Meet the Campaign: Anti-Boredom part 2

The role-playing hobby is an embarrassment of riches. There are so many games, so many game ideas, and in contrast to that, only so much time. You don’t need to be all that prolific to reach a number of campaigns you want to run that will take literally your entire remaining life…and do so even if you’re just in your 30s. It’s from this massive buffet that we want to find one dish we can savor; that’s the concept of anti-boredom.

If you were here with us last time, you saw a discussion about the plots and premises that can feed a long-running, deep, and memorable campaign. Today, we’re going to start executing on our anti-boredom campaign by figuring out what support we need to make it happen. There are so many games under the sun, but some are better suited to long-running games than others, and an even smaller number still can truly support the breadth of play that will keep you, the multi-genre, multi-system, and ultimately very easily distracted GM, from abandoning them.

There are two major elements to a game system supporting a long and focused game. The first one most people think about is the player arc. Dungeons and Dragons provides an epic arc, or at least an epically long arc. Going from level 1 to level 20 in D&D will, assuming only minimal excursions away from party-balanced encounters, take 860 combat encounters (because the three pillars are a lie) to go from level 1 to level 20. In the extremely optimistic case that you can get through an adventuring day a session, that’s still between 100 and 140 sessions of play, which will take a group with average scheduling proficiency between four and seven years to get through. Here’s the thing, though. Does grinding through nearly a thousand combat encounters sound like fun? Maybe. Does grinding through nearly a thousand combat encounters in Fifth Edition D&D sound like fun? Probably not. That brings in the second element to a game system supporting a long and focused game. If you’re going to be playing the same game for a long time, you need a degree of breadth.
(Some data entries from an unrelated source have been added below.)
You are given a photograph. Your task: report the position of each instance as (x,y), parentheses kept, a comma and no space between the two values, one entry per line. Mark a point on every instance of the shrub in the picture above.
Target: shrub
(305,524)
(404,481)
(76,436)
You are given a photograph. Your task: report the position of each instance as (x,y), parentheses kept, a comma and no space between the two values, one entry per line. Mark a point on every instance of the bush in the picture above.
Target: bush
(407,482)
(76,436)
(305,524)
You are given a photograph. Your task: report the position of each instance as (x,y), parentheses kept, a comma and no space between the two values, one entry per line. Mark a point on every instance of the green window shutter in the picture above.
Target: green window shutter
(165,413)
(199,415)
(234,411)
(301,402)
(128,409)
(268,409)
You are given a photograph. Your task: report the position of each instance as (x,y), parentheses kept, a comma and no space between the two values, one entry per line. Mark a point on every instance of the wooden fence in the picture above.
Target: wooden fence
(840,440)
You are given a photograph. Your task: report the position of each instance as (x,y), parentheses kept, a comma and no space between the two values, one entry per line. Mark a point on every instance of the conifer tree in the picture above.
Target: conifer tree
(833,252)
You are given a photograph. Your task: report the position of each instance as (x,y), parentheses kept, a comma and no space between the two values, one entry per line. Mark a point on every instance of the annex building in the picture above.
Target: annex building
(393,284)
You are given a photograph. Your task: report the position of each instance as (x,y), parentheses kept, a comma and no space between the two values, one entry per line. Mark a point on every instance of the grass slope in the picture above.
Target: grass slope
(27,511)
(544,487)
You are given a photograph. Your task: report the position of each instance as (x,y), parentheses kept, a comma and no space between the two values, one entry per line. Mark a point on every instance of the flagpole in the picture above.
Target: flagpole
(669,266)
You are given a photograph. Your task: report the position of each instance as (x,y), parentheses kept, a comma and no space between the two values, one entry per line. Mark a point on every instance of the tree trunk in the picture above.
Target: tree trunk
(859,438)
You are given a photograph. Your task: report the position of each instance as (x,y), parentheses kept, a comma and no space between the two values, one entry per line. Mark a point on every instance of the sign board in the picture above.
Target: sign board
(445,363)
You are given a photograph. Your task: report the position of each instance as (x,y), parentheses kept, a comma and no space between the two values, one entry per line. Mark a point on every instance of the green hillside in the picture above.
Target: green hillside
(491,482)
You don’t know where the story is going to take you, so the mechanics have to give you enough to make whatever that destination is interesting. D&D may change incrementally from one level to the next, but when you consider how much time it takes to actually earn five, ten, or twenty levels rules as written, it becomes much easier to understand how much content, how much story, a solidly long, solidly not-boring campaign takes.

The Character Arc

Part of the point of running the same game for a very long time is that things are going to change; if nothing was really different about the setting or the characters 20 sessions in, then you aren’t losing anything by succumbing to your boredom and running something else. So in an anti-boredom game, we need session 20 to look different than session 1, and to do so in a way that required those first 19 sessions to get there. The way that a game must enforce change (as opposed to enabling change, which will be discussed below) is in its rules around character development.

As I’ve talked about before, it’s only important that characters change over their playtime, not necessarily ‘advance’. That said, advancement is such a baked-in meme in role-playing games that if popular games support a mechanically interesting character arc it’s inevitably through advancement. This is one place where D&D actually differentiates itself from a lot of other games: Choices in D&D when you level up are mechanically distinct and mechanically interesting. Which D&D you choose matters; both editions of Pathfinder have more complexity than Fifth Edition does. That said, whether you’re poring over more intricate build paths of the earlier games or making the somewhat more simplified subclass decisions of 5e, you’re still making large, chunky changes to how the character operates which help make the game feel different as you progress. This is good design because, just like in character creation, when characters advance and improve, players don’t want freedom, they want the perception that their choice is significant. A game which merely lets you spend your experience points incrementally as you earn them may give you more control over your character, but it denies you some of the dopamine of the ‘ding’ from levelling up.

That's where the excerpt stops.